Als ich sie später am Telefon sprach, klang sie leiser als sonst. Der Artikel habe vieles in ihr aufgewühlt, Wunden geöffnet, sagte sie, doch ich hätte die richtigen Worte gefunden. Ich hätte verstanden. Viele Autoren, Filmemacher und Journalisten hatten immer wieder bei ihr angefragt, doch sie lehnte bis auf wenige Ausnahmen ab. Jetzt aber wollte sie, dass ich unsere Familiengeschichte aufschreibe.

Nie war ich stolzer und demütiger in meinem Leben – doch die Last, dieser Aufgabe gerecht zu werden, lähmte mich einige Jahre, weil ich ihr Andenken bestmöglich würdigen wollte.

Was wir beide zu diesem Zeitpunkt nicht wussten, vielleicht manchmal aber ahnten: Ihre Geschichte würde noch viel mehr zu meiner eigenen – und damit zu unserer – Geschichte werden.

Meine jüdische Familiengeschichte handelt nicht nur von den Überlebenden, sondern auch von allen, die danach kamen. Und davon, wie sie das Erbe, ob gewollt oder nicht, weitertragen. Von meinem Großvater, der den Glauben an Gtt verlor, über meinen Vater, der – aufgrund der Angst seiner Großmutter Zdenka – kein halachischer Jude unter lauten Juden sein wird, bis hin zu mir – der Enkeltochter, die mit einem orthodoxen Giur, also einem strengen Übertritt zum Judentum, versucht, die eigenen Wunden und die ihrer Familie zu heilen und sich dennoch mit ähnlichen Fragen und Ängsten konfrontiert sieht wie ihre Urgroßmutter.
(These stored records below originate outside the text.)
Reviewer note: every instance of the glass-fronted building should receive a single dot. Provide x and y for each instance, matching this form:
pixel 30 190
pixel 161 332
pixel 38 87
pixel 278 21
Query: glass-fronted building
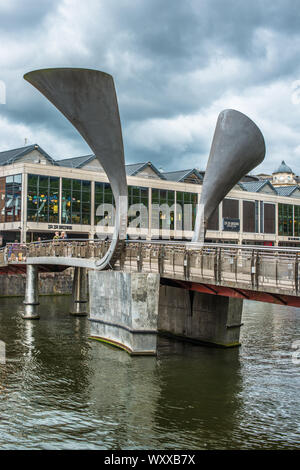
pixel 40 197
Ich bin aufgewachsen in einer Welt, die sich immer wieder in passenden Momenten des vererbten Schmerzes meiner Familie bedient, aber gleichzeitig versagt, dem fortbestehenden und wachsenden Judenhass in unserer Gesellschaft entgegenzutreten. Das hat zur Folge, dass es schwer ist, sich in Deutschland verbunden, verstanden und geschützt zu fühlen. Ich bin der lebende Beweis dafür: jemand, der so oft „Nie wieder“-Reden gehört hat und von Lehrern vor der Klasse wie ein Tier im Zoo bestaunt und vorgeführt wurde, um mal „ein bisschen vom Holocaust zu erzählen“. Doch mein Schmerz blieb dabei unbeachtet, denn waren es nicht oft die Eltern und Großeltern eben dieser Lehrer und Mitschüler, die an diesen Verbrechen beteiligt waren? Und wie oft haben diese Lehrer bei antisemitischen Aussagen bereits geschwiegen? Wie oft weggesehen bei Übergriffen? Und wie oft habe ich stumm die Judenwitze des Friseurs, der Kollegen und selbst guter Freunde ertragen? Ich habe es nicht gezählt.
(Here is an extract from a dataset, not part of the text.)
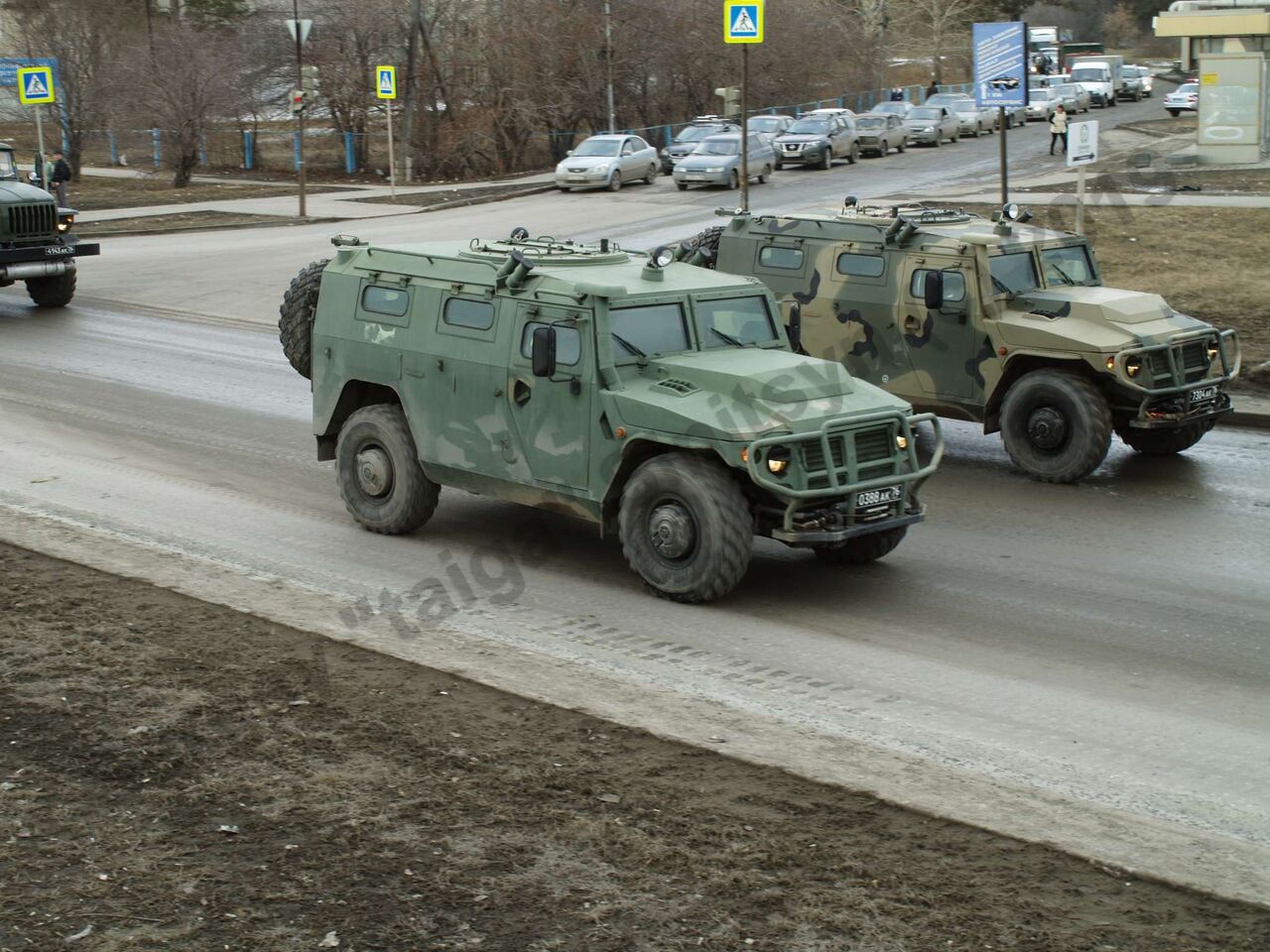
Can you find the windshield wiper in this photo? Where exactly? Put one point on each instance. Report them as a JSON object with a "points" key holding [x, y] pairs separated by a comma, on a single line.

Umso überwältigender war das Gefühl, zum ersten Mal in Israel zu sein – es war wie ein Nach-Hause-Kommen. Dieser Besuch, kurz nach dem Kofferfund in Auschwitz, veränderte mein Leben völlig: Ich fasste endgültig den Entschluss, zum Judentum zu konvertieren, ließ mich scheiden, kündigte meine Festanstellung und machte Aliyah. Ich immigrierte nach Israel, suchte die Wurzeln meiner Familie – und fand endlich den Teil, der verloren schien: mich selbst und ein Zuhause. Doch hier endete die Geschichte nicht, sondern es veränderte sich alles.

Meine jüdische Familiengeschichte wird von mehreren Personen, Perspektiven und Generationen getragen, sie erzählt aus verschiedenen Jahrzehnten, springt in der Zeit und berichtet vom Leben und Überleben in Tschechien, Deutschland, England und Israel. Sie erzählt davon, wie alles begann und sich jetzt wiederholt. Mit Unterschieden, aber auch leider mit erschreckend vielen Parallelen und Gemeinsamkeiten. Und mit der Befürchtung, dass wir erst am Anfang schwieriger Jahre stehen – für uns alle.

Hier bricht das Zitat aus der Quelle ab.